Both books, given their strong personality, are peculiarly impersonal; Mr. Korda stands back from himself the same way he stands back from others. Indeed, he subtitles his book A Memoir of Other People , which is fair enough. But there is some personal history here, as well, and though he sketches the outlines of two marriages and the birth of a child, these parts of the book seem dutiful, even evasive. In this era of regurgitated confession, Mr. Korda is an anomaly: the autobiographer who really doesn’t like to talk about himself.
He is most ardent and unarmored in his talk about editing itself, a process that captured his imagination early and that still fascinates and gratifies him. Most readers (but not most editors) will be surprised to realize that he has probably spent more of his editorial energy on books and writers we’ve never heard of than on his stream of best-selling authors–and with little reward, other than the almost perverse joy one gets from helping to make a manuscript better than it was, even if that better isn’t very good. But unlike the rest of us editors, Mr. Korda is equipped with the super-acute, if at times tipsy, memory of a natural writer. And nowhere does he put it to better use than in his book’s most brilliant–and disturbing–scenes, the extended descriptions of several social functions with ex-President Nixon.

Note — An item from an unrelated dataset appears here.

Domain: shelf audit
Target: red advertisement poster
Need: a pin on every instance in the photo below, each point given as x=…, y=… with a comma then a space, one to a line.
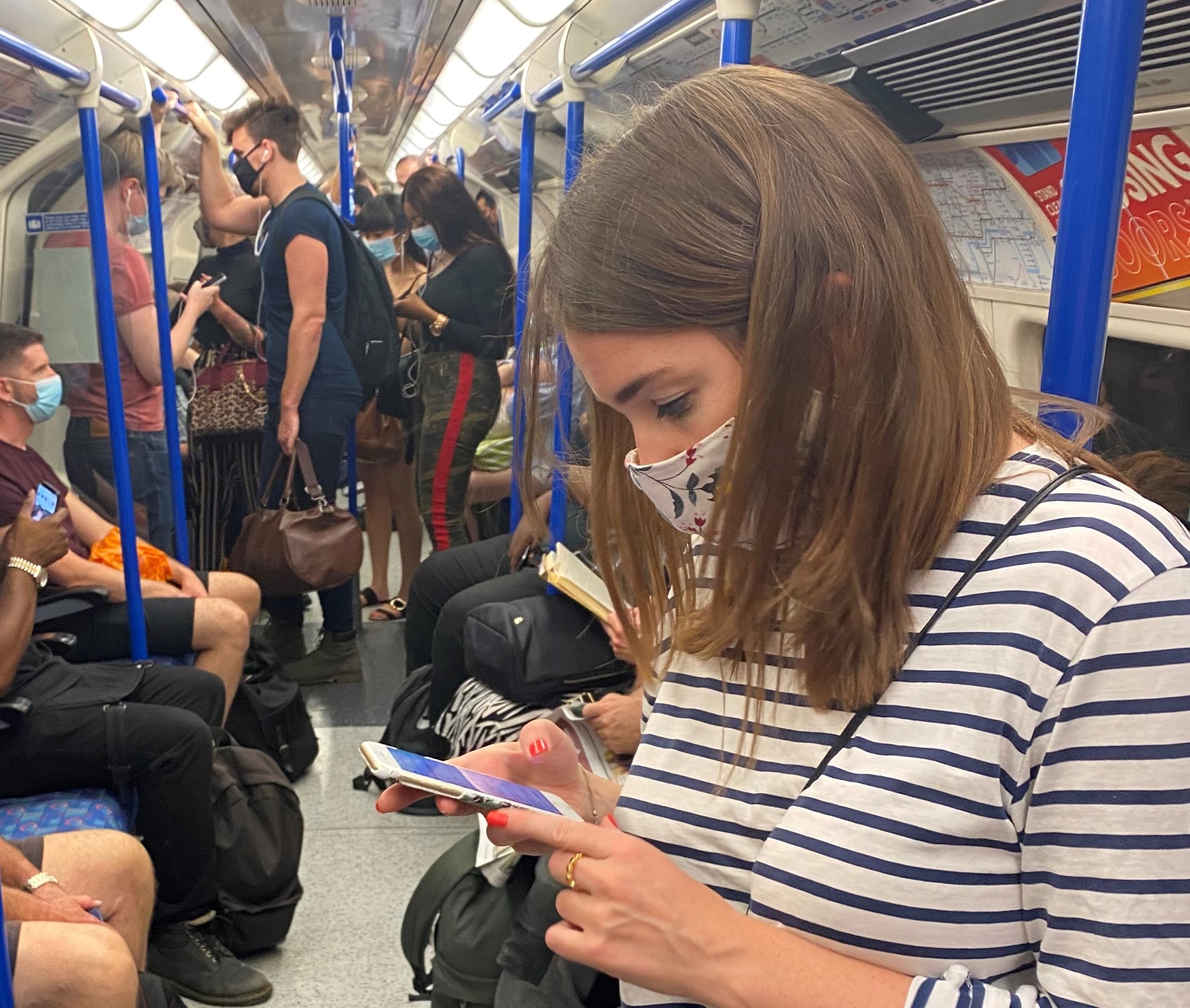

The first of these takes place in the Nixon residence in New York. The Nixons, he quickly perceived, “remained small-town Californians who had ended up in New York only because they had been obliged to leave Washington. New York was their Saint Helena”–which may or may not explain why, while Mr. Korda was being seated at dinner, “Nixon went to the other end of the table, took Mrs. Nixon’s hand, and said, ‘Nice to see you.'” In a subsequent encounter with another ex-president, Mr. Korda caught Ronald Reagan yearning for–yet too polite to commandeer–the last chocolate-chip cookie on a plate being passed around a coffee table. This funny and touching story doesn’t carry quite the weight of the Nixon material, but what could?
The finest chroniclers of the great and the near-great have often been courtiers–the Duc de Saint-Simon, for instance, or Lady Murasaki. Mr. Korda comes from such a world, his first important personage being his uncle, the movie mogul Alexander Korda. And like every great courtier, Michael Korda has served his royalty truly and well–never a toady to his writers and never disloyal. What makes his book not only amusing and instructive but appealing is that his close and canny observations are conveyed with a writer’s glee, never with sour resentment or envy. And what would he have to be envious of? He has had all the success and satisfaction a man deserves who has understood and accepted his nature and made thorough use of his talents.